Published: March 28, 2024 By


A college degree provides substantial benefits, including lower unemployment, higher wages, and increased social mobility. However, as the price of a degree has risen, families increasingly use debt to finance a college education, with parents shouldering a larger share of the burden. For example, originations of federal “Parent PLUS” loans rose from $2.2 billion in 1991-1992 to $15.2 billion in 2017-2018 (Ma and Pender 2023). Parent PLUS loans are just one of many ways in which a child’s college decisions affect parents, leading to articles that declare parents as the “Hidden Causalities of the Student Debt Crisis” (Granville 2022). 

Motivated by these trends, Dr. Gurantz has begun to engage in a number of projects that look at how attending college affects family finances. Surprisingly there is very little research on this topic, in large part as there is rarely the ability to observe parent-student linked data at any reasonable scale. As a result, prior studies typically focus on how attending college impacts just the finances of the individual student (e.g., Scott-Clayton & Zafar, 2019), which paints an incomplete picture of how the costs of higher education are affecting society. 

With funding from the Spencer Foundation and Arnold Ventures, we have begun to answer these questions, with a research team that includes Palaash Bhargava and Dr. Sandra Black from Columbia University, Dr. Jeffrey Denning from Notre Dame, and Dr.

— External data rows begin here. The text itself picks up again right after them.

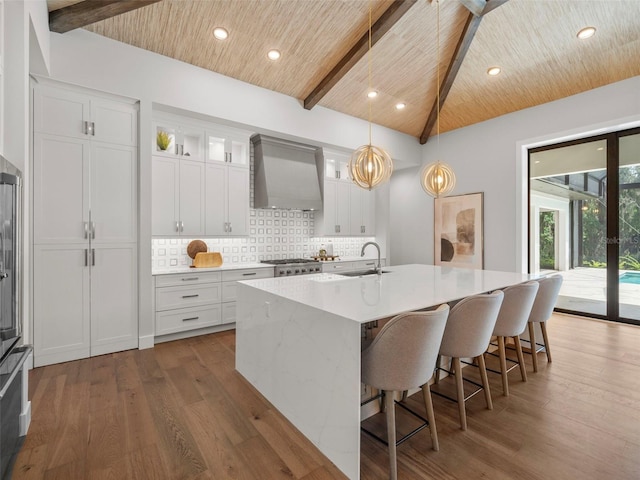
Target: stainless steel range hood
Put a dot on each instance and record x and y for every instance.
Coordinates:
(286, 174)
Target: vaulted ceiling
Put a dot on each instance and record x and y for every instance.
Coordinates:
(325, 60)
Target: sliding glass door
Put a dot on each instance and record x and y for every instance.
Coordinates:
(629, 226)
(584, 222)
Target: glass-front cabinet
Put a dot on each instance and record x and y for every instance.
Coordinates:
(174, 139)
(227, 146)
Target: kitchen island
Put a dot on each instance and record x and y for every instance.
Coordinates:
(298, 340)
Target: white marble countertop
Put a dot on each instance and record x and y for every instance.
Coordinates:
(224, 266)
(403, 288)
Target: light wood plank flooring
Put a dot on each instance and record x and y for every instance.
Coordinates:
(180, 411)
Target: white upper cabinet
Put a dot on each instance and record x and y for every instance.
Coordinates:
(336, 166)
(72, 114)
(177, 197)
(348, 210)
(200, 181)
(174, 138)
(227, 146)
(227, 200)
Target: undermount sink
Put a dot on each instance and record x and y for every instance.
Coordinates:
(360, 273)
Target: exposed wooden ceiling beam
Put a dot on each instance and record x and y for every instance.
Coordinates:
(91, 11)
(469, 31)
(475, 6)
(492, 5)
(388, 19)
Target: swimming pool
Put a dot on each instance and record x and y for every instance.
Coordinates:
(630, 277)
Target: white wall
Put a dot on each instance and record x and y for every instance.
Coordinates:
(25, 36)
(89, 60)
(490, 157)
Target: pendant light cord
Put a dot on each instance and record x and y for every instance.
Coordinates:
(369, 55)
(438, 77)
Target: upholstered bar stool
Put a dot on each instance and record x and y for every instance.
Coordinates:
(511, 322)
(467, 335)
(545, 302)
(402, 356)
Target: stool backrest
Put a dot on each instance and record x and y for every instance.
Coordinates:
(546, 298)
(470, 325)
(515, 309)
(403, 354)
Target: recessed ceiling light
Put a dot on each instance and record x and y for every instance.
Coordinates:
(586, 32)
(220, 33)
(273, 54)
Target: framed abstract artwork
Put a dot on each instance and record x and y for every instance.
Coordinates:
(458, 231)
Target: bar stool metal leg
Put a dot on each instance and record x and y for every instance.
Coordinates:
(543, 327)
(485, 381)
(534, 353)
(503, 366)
(523, 370)
(390, 413)
(428, 403)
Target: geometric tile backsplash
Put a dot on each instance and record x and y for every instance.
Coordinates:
(273, 234)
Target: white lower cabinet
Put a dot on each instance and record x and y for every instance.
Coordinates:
(199, 299)
(85, 301)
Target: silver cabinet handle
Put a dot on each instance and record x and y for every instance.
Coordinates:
(90, 128)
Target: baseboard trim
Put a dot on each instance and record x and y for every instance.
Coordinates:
(25, 419)
(145, 342)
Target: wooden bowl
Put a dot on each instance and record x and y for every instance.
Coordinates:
(195, 247)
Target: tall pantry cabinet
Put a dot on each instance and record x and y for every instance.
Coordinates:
(85, 280)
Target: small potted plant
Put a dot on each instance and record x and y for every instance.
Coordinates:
(163, 140)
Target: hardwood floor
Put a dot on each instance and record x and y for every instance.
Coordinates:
(180, 411)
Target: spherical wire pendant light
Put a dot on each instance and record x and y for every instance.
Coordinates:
(370, 165)
(437, 178)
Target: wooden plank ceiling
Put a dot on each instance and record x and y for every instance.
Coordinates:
(533, 41)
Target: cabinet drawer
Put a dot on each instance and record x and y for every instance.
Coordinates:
(190, 278)
(229, 291)
(247, 274)
(168, 298)
(187, 319)
(228, 312)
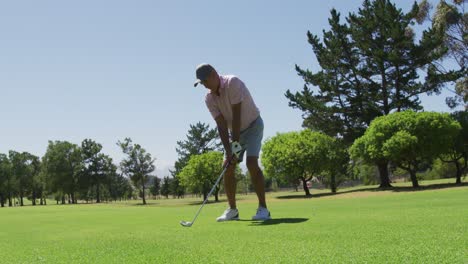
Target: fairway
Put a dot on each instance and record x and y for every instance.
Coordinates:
(429, 226)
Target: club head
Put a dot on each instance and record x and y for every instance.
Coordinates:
(185, 223)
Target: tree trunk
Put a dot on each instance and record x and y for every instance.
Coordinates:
(34, 197)
(144, 200)
(383, 172)
(459, 172)
(304, 185)
(414, 180)
(98, 197)
(333, 183)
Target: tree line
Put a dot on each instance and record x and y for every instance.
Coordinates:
(361, 109)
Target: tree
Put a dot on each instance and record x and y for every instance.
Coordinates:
(369, 68)
(458, 152)
(5, 175)
(63, 166)
(165, 188)
(300, 156)
(200, 139)
(97, 168)
(138, 165)
(156, 186)
(201, 173)
(407, 139)
(23, 170)
(36, 181)
(453, 21)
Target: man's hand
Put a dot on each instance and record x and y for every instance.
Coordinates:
(229, 158)
(236, 149)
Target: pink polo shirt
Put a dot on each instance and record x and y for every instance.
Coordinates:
(232, 91)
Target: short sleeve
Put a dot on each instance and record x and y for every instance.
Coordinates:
(236, 90)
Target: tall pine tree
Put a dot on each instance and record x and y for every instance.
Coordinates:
(369, 68)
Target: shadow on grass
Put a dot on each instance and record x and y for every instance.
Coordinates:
(276, 221)
(376, 189)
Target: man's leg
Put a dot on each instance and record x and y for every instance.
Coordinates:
(230, 185)
(258, 180)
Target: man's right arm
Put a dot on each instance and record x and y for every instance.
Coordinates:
(224, 135)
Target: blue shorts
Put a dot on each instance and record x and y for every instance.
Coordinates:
(251, 139)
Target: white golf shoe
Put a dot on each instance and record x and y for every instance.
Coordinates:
(228, 215)
(262, 214)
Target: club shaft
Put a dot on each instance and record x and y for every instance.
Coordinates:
(212, 189)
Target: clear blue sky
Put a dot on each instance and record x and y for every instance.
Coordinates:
(107, 70)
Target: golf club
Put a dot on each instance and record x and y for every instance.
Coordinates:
(189, 224)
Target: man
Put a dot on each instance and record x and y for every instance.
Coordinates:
(232, 107)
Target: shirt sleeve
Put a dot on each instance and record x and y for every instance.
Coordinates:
(236, 90)
(214, 111)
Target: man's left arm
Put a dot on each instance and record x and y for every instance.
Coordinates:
(236, 112)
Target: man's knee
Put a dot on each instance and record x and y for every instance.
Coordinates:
(252, 163)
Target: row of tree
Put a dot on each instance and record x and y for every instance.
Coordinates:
(71, 172)
(408, 140)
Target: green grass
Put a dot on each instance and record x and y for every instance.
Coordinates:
(357, 225)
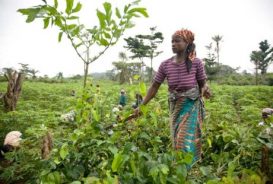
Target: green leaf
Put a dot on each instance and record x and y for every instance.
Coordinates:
(58, 22)
(107, 35)
(46, 22)
(104, 42)
(102, 18)
(30, 12)
(75, 182)
(64, 151)
(76, 31)
(60, 36)
(206, 171)
(69, 6)
(181, 171)
(95, 115)
(77, 8)
(154, 172)
(71, 27)
(142, 87)
(72, 18)
(164, 169)
(118, 159)
(142, 11)
(56, 4)
(107, 7)
(118, 13)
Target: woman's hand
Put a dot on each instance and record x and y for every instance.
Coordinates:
(206, 92)
(137, 112)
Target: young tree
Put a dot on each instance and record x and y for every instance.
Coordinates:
(15, 82)
(153, 40)
(211, 67)
(255, 57)
(107, 33)
(266, 56)
(217, 39)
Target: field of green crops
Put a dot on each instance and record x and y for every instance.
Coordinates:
(90, 150)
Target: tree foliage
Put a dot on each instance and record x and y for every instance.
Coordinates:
(145, 46)
(112, 24)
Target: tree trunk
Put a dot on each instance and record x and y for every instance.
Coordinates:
(256, 75)
(15, 81)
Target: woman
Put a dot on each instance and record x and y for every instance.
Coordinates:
(186, 80)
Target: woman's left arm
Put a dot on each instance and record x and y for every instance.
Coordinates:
(204, 89)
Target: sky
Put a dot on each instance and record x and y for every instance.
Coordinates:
(243, 24)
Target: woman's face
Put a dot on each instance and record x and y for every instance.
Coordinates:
(178, 44)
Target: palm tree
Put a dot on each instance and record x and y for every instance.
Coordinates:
(122, 56)
(217, 39)
(256, 57)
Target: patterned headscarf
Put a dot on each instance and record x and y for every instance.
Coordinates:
(188, 37)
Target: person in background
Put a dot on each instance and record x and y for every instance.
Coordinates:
(139, 100)
(186, 79)
(12, 141)
(122, 98)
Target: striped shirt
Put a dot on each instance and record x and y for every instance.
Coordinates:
(177, 75)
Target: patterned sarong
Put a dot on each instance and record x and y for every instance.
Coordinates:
(187, 114)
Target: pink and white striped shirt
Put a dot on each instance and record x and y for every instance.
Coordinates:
(177, 75)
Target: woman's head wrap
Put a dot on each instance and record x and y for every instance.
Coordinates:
(186, 34)
(188, 37)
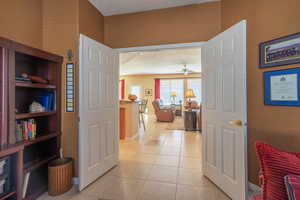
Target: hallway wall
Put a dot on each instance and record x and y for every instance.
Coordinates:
(21, 21)
(194, 23)
(267, 20)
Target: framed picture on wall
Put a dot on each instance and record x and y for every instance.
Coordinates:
(281, 51)
(148, 92)
(282, 87)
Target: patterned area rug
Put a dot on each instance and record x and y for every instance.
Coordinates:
(178, 124)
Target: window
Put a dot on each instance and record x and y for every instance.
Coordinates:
(171, 85)
(195, 84)
(136, 90)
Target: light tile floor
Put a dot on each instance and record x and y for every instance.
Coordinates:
(161, 164)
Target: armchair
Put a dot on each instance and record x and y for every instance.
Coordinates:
(163, 114)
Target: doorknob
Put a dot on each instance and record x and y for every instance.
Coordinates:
(236, 123)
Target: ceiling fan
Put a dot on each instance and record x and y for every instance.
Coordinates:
(186, 71)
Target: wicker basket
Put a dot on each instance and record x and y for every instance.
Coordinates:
(60, 173)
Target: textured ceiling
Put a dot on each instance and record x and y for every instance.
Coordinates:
(160, 62)
(113, 7)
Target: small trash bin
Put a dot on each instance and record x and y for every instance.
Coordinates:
(60, 173)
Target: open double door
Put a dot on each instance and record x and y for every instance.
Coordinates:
(224, 110)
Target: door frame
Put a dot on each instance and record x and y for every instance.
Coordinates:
(159, 47)
(76, 180)
(186, 45)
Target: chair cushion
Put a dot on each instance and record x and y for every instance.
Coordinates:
(275, 165)
(292, 183)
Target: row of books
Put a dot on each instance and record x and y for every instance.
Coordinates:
(25, 130)
(22, 79)
(47, 100)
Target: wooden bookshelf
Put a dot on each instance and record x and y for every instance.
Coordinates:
(10, 194)
(28, 155)
(35, 85)
(33, 115)
(41, 138)
(36, 164)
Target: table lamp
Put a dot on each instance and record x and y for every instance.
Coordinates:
(189, 93)
(173, 96)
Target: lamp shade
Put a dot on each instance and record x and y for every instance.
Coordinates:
(173, 94)
(189, 93)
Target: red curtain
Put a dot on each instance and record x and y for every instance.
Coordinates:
(157, 88)
(122, 89)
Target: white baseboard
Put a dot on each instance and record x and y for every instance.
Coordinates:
(132, 137)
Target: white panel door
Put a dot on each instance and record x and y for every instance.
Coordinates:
(225, 111)
(98, 110)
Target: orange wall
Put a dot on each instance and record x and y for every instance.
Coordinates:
(267, 20)
(21, 20)
(63, 21)
(60, 33)
(91, 21)
(192, 23)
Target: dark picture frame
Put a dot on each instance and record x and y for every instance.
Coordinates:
(148, 92)
(277, 100)
(281, 51)
(70, 90)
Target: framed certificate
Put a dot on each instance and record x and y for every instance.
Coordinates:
(282, 87)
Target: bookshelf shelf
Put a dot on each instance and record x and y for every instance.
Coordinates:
(32, 115)
(35, 85)
(29, 156)
(10, 194)
(36, 164)
(41, 138)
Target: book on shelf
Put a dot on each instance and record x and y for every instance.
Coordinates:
(22, 79)
(47, 100)
(25, 130)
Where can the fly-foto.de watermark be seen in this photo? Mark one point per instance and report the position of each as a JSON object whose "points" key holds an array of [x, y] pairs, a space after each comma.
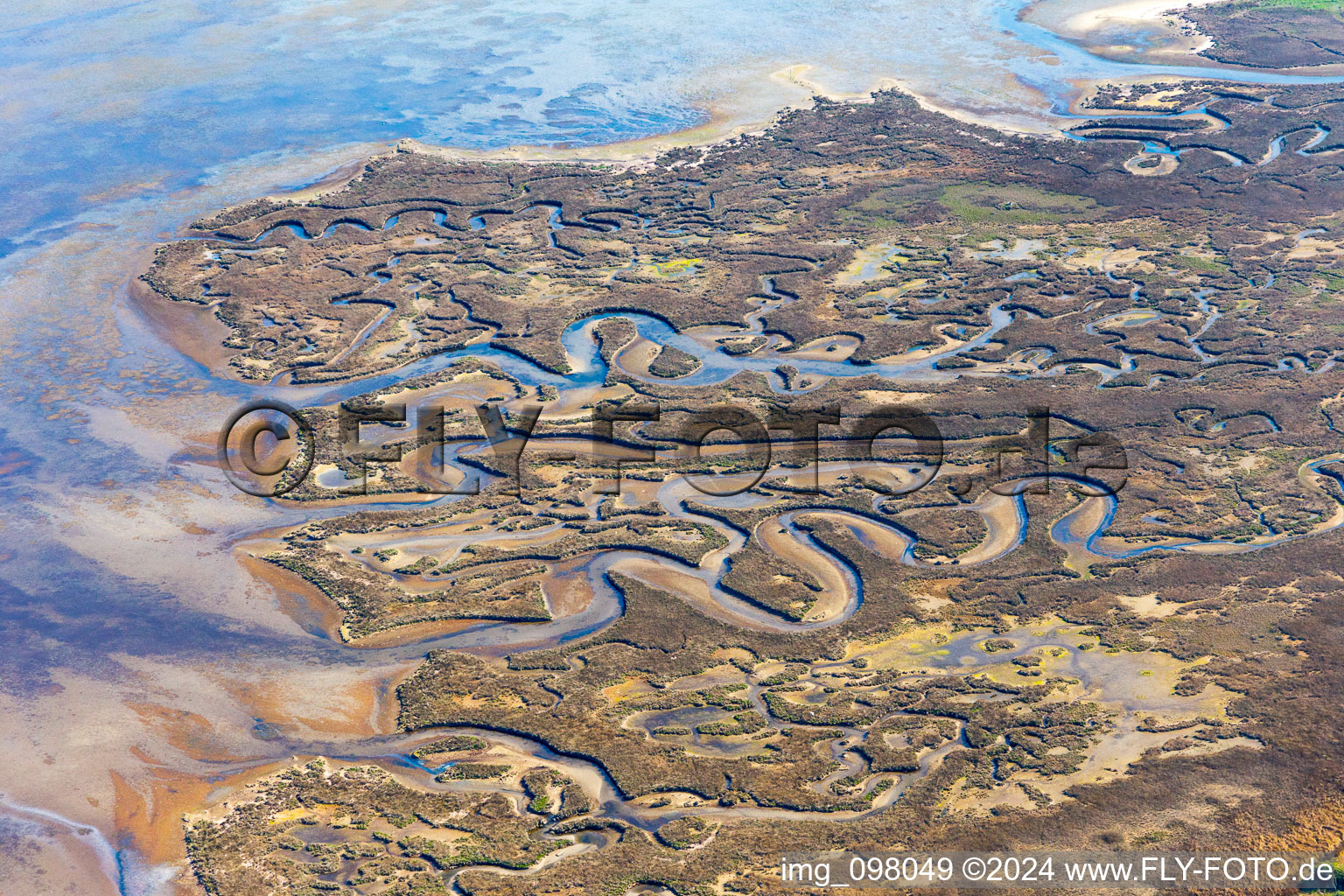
{"points": [[268, 448]]}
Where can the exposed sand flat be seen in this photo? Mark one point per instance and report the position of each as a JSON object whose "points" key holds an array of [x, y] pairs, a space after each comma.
{"points": [[1130, 12]]}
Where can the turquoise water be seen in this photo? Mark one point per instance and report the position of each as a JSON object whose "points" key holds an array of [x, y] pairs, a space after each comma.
{"points": [[120, 122]]}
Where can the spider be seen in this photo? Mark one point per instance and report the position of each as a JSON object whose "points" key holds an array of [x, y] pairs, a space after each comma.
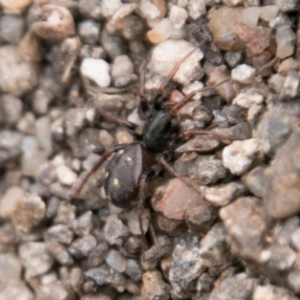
{"points": [[132, 165]]}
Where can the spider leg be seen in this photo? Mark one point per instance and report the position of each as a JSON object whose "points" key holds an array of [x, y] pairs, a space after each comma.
{"points": [[174, 173], [189, 97], [142, 188], [173, 71], [124, 123], [100, 162]]}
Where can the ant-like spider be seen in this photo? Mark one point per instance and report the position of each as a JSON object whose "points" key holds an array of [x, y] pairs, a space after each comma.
{"points": [[132, 165]]}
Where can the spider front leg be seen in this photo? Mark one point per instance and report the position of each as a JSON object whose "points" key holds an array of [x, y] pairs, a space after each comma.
{"points": [[99, 163], [124, 123], [148, 174]]}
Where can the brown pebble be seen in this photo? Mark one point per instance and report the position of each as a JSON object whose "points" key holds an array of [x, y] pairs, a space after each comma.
{"points": [[177, 201], [282, 194], [57, 23]]}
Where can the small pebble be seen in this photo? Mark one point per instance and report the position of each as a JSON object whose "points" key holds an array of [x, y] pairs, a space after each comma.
{"points": [[89, 31], [251, 16], [154, 287], [196, 85], [239, 156], [133, 222], [83, 225], [81, 247], [15, 7], [115, 231], [168, 53], [248, 98], [109, 7], [177, 200], [221, 195], [121, 65], [35, 258], [196, 8], [65, 175], [243, 74], [11, 29], [285, 38], [152, 10], [43, 133], [17, 75], [272, 292], [10, 268], [177, 16], [57, 23], [16, 290], [160, 32], [96, 70], [61, 233], [116, 260], [268, 12]]}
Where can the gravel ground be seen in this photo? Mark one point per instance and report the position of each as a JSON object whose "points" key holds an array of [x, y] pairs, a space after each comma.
{"points": [[62, 62]]}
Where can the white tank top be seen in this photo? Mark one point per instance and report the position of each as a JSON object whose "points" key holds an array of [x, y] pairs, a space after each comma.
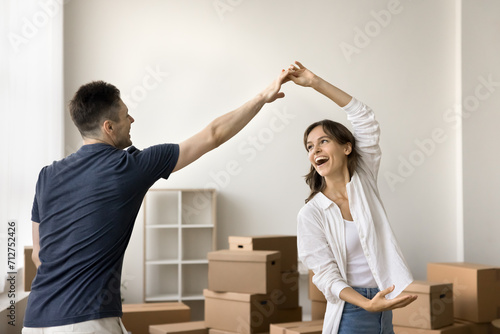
{"points": [[359, 274]]}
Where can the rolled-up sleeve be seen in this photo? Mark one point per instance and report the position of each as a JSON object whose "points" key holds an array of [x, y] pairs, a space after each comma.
{"points": [[366, 131], [316, 254]]}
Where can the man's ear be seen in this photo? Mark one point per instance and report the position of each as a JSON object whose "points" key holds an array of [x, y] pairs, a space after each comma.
{"points": [[348, 149], [107, 126]]}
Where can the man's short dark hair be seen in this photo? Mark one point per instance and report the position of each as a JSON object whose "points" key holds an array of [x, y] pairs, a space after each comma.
{"points": [[92, 104]]}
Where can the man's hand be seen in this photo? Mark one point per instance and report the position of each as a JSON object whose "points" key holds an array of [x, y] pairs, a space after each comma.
{"points": [[272, 92], [380, 304], [300, 75]]}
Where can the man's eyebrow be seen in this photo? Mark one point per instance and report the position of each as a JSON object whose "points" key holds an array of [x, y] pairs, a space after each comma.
{"points": [[318, 139]]}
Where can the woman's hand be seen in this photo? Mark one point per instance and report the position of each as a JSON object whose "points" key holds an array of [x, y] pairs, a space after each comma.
{"points": [[272, 92], [301, 75], [380, 304]]}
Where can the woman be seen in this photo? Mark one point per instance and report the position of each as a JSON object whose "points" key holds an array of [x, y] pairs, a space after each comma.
{"points": [[343, 232]]}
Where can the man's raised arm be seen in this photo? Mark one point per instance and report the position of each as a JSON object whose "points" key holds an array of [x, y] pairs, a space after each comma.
{"points": [[226, 126]]}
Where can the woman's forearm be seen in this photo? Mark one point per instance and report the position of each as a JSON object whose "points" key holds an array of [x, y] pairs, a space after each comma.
{"points": [[335, 94]]}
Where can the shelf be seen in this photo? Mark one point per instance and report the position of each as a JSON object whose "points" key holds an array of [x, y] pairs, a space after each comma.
{"points": [[161, 244], [197, 207], [196, 243], [161, 280], [193, 297], [163, 298], [194, 261], [161, 226], [179, 231], [161, 262]]}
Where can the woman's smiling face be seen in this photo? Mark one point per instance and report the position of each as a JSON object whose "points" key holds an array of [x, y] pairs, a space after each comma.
{"points": [[325, 154]]}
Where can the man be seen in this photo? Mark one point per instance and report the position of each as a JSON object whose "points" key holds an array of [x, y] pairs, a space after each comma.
{"points": [[86, 204]]}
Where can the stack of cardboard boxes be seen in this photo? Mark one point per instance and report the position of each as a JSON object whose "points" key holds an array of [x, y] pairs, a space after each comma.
{"points": [[470, 307], [252, 284]]}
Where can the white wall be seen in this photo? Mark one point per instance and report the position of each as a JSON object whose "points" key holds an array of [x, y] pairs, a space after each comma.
{"points": [[213, 60], [481, 116], [31, 111]]}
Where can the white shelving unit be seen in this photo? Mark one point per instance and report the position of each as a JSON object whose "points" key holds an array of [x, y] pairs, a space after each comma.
{"points": [[179, 231]]}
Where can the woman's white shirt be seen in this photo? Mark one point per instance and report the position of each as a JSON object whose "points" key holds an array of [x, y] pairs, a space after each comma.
{"points": [[321, 231], [358, 271]]}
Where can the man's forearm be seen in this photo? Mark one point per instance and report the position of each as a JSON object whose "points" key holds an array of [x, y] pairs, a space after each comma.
{"points": [[227, 125]]}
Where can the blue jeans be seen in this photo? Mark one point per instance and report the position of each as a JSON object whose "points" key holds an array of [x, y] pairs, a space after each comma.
{"points": [[356, 320]]}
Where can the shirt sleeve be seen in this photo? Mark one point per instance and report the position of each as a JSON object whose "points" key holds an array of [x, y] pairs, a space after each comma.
{"points": [[35, 217], [316, 254], [366, 131], [157, 161]]}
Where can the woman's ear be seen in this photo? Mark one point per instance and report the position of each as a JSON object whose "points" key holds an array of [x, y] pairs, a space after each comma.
{"points": [[348, 148]]}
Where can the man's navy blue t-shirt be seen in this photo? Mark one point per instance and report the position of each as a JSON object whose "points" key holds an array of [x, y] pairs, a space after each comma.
{"points": [[86, 205]]}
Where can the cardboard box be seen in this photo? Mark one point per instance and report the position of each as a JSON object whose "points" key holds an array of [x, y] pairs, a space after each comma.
{"points": [[318, 310], [314, 293], [192, 327], [314, 326], [286, 244], [287, 315], [138, 317], [456, 328], [290, 290], [29, 268], [256, 272], [433, 308], [476, 289], [219, 331], [244, 313], [484, 328]]}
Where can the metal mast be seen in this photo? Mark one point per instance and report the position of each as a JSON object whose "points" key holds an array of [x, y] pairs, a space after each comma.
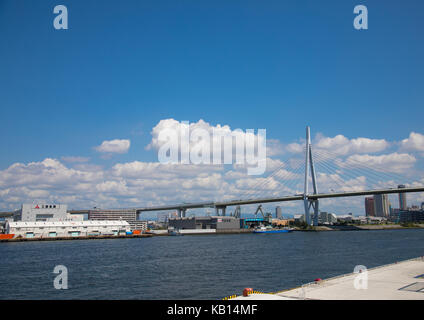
{"points": [[309, 164]]}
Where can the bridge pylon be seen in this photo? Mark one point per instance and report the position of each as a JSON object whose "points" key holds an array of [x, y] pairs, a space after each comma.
{"points": [[309, 166]]}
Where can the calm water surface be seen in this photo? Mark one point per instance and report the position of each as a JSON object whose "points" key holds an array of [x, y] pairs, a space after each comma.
{"points": [[195, 267]]}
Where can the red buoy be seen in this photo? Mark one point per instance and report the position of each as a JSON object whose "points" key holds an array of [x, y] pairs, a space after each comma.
{"points": [[246, 292]]}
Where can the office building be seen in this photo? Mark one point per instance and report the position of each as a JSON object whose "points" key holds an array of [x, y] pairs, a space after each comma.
{"points": [[369, 207], [278, 213], [381, 205], [402, 199]]}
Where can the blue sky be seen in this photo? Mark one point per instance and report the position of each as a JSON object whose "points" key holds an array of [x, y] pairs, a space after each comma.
{"points": [[122, 66]]}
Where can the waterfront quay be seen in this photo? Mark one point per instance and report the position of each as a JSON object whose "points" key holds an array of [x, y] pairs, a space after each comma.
{"points": [[78, 238], [397, 281]]}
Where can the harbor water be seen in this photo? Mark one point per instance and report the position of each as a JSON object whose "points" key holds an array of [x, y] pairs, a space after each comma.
{"points": [[195, 267]]}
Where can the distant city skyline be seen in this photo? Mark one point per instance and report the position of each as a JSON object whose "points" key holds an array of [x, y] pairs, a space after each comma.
{"points": [[82, 108]]}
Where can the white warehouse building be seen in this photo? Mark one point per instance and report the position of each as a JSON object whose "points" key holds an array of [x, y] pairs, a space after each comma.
{"points": [[51, 229], [41, 212]]}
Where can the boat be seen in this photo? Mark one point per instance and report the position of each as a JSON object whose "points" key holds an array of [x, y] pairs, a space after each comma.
{"points": [[270, 230], [174, 233]]}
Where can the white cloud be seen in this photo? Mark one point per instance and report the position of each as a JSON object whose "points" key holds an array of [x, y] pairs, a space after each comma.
{"points": [[114, 146], [216, 136], [393, 162], [340, 145], [415, 142], [72, 159]]}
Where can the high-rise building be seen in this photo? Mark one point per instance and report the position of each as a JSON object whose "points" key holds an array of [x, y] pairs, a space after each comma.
{"points": [[402, 199], [278, 212], [369, 207], [381, 205]]}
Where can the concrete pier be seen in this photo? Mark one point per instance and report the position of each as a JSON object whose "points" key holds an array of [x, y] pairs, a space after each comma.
{"points": [[398, 281]]}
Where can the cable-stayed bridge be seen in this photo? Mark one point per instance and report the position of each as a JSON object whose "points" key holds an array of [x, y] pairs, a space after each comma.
{"points": [[343, 173]]}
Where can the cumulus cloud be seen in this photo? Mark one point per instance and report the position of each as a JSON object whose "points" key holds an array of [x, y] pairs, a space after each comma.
{"points": [[393, 162], [72, 159], [340, 145], [415, 142], [114, 146], [220, 142]]}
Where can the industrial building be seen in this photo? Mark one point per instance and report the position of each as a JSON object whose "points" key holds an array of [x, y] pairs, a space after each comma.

Robert Fairlie from UCLA. These results rely on a newly-available, confidential, restricted-access administrative dataset that captures the universe of Free Application for Federal Student Aid (FAFSA) filers in California, which is then linked at the individual-level to detailed credit data records from a large credit bureau. These FAFSA data have an innovative feature: for students who are still dependents – which is most 18 and 19 year olds but can continue as long as students are not yet 26 – we can link applicants to their parents and consider how the child’s college experience affects their parent’s financial health. Although credit data do not capture many important outcomes, we can observe debt balances and default rates on a variety of loan types, such as educational loans, credit cards, and other forms of credit. 
Impacts of state grant aid on financial health

The first project using these data focuses on how families react to changes in the price of college as a result of receiving state aid; we anticipate releasing this working paper in 2024. In our data we can observe families who just met the criteria to become eligible for state aid receipt and compare to them to essentially identical families who are just ineligible for state aid. As a result, these luckier families receive about $17,500 in additional aid over the following six years, which induces their children to be slightly more likely to enroll in a broad access, four-year California State University instead of a two-year community college. Even though state grant aid induces a small increase in more expensive, four-year college enrollment, we find that parents reduce the educational loan balances they take out on behalf of their students by about 10%. We also find reductions in HELOC balances (Home Equity Lines of Credit). These reductions vary by household wealth, with families that have mortgages showing larger reductions in HELOCs, whereas families who do not own a home having larger reductions in educational loan balances. Grant aid also reduces the chance that parents are delinquent on their debt but only for parents with a prior history of delinquency, with no effect on parents without prior delinquencies.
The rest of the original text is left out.